Abstract

In the U.S., energy theft causes six billion dollar losses to utility companies (UCs) every year. With the smart grid being proposed to modernize current power grids, energy theft may become an even more serious problem since the “smart meters” used in smart grids are vulnerable to more types of attacks compared to traditional mechanical meters. Therefore, it is important to develop efficient and reliable methods to identify illegal users who are committing energy theft.
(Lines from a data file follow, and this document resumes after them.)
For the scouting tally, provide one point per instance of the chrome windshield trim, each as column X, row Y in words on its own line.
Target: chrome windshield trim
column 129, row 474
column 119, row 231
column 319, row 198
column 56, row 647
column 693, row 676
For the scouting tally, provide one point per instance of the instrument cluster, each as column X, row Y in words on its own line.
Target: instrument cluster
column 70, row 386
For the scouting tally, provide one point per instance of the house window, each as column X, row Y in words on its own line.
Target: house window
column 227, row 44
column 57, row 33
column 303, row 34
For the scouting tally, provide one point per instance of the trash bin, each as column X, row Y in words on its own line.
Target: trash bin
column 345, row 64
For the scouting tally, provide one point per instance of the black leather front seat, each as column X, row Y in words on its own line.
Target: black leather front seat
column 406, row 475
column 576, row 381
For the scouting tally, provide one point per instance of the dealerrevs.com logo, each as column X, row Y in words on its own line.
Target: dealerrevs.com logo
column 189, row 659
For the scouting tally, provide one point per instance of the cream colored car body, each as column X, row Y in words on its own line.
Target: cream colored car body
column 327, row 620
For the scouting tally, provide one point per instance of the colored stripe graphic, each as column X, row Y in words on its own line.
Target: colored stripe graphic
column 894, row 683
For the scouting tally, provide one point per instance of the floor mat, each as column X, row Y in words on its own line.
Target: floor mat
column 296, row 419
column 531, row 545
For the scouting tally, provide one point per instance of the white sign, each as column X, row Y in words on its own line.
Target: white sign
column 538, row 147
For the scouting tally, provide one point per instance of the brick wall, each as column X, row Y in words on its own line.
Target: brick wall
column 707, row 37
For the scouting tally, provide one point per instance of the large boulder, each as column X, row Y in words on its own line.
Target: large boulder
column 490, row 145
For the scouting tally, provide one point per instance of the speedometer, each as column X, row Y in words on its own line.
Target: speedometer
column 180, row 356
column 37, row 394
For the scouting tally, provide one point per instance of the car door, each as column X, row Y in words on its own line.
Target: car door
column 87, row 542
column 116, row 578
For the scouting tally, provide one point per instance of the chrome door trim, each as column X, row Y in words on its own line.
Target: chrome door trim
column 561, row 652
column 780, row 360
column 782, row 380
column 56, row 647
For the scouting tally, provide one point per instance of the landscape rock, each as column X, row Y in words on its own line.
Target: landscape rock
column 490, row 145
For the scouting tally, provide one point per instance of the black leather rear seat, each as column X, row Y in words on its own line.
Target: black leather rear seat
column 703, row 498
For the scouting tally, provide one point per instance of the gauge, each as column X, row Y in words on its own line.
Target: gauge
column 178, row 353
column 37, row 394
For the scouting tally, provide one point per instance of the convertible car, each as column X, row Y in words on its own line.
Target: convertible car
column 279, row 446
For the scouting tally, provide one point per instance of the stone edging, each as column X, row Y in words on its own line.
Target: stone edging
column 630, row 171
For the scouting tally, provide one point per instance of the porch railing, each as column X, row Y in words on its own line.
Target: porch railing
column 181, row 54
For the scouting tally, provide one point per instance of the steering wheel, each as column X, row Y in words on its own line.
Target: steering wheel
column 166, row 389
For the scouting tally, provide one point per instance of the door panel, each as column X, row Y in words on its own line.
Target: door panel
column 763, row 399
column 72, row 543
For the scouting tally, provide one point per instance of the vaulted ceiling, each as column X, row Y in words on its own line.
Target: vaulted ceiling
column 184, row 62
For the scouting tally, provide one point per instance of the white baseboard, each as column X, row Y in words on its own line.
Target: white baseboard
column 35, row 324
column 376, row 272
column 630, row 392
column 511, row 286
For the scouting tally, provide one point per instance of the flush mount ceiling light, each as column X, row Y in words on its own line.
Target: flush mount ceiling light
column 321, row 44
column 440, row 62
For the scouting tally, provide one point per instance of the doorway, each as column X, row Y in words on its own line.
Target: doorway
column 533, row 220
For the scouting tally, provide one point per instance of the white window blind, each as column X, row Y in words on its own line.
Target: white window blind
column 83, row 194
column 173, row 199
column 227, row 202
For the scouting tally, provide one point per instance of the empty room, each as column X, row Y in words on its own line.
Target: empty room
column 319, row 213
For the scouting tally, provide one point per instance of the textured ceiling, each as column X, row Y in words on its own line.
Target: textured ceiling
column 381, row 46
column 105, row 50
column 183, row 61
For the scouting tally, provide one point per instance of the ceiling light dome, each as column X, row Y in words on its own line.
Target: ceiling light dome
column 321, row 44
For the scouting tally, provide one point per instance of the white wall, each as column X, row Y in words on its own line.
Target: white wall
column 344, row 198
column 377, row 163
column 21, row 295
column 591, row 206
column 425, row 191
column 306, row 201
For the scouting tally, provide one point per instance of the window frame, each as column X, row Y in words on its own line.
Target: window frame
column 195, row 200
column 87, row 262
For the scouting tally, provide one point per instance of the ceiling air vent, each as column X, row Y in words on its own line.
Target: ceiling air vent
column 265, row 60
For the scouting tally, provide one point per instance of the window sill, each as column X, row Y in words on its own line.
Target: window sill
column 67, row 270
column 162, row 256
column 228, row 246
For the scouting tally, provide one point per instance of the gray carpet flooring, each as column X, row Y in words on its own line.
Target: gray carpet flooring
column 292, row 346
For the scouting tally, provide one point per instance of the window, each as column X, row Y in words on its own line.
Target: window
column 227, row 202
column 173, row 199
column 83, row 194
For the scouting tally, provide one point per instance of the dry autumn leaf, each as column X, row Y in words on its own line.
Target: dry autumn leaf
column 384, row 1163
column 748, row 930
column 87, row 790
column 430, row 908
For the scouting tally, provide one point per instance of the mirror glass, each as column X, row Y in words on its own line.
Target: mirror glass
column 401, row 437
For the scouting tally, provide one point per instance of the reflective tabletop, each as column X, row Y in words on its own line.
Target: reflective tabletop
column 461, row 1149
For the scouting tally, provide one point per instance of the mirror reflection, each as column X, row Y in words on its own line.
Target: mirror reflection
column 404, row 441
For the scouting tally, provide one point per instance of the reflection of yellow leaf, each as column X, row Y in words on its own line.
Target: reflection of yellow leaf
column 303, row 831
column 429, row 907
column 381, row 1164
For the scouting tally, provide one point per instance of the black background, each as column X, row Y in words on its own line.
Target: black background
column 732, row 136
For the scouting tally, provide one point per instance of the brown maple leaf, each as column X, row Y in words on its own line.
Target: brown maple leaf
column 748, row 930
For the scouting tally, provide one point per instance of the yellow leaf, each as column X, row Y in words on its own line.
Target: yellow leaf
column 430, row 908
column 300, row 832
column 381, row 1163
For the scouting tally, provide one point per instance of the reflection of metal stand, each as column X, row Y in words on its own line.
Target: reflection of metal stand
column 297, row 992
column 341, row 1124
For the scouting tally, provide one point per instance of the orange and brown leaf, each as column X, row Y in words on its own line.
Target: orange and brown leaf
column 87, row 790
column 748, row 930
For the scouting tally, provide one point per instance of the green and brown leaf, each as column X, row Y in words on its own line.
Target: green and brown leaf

Although some schemes have been proposed for the UCs to detect energy theft in power grids, they all require the users to send their private information, e.g., load files or meter readings at certain times, to the UCs which invades users' privacy and raises serious concerns about privacy, safety, etc. As far as we know, we are the first to investigate the energy theft detection problem considering users' privacy issues. In this paper, we propose to solve in a distributed fashion a linear system of equations (LSE) for the users' “honesty coefficients”, which indicate the users are honest when equal to 1 and are fraudulent when larger than 1. In particular, we develop two distributed privacy-preserving energy theft detection algorithms based on LU decomposition, called LUD and LUPD, respectively, which can identify fraudulent users without invading any user's privacy. Compared to LUD, LUPD requires higher execution time but is stable even in large-size systems. Moreover, the LUD and LUPD algorithms are proposed in the case that users commit energy theft at a constant rate, i.e., with constant honesty coefficients. We also propose adaptive LUD/LUPD algorithms to account for the scenarios where the users have variable honesty coefficients. Extensive simulations are carried out and the results show that the proposed algorithms can efficiently and successfully identify the fraudulent users in the system.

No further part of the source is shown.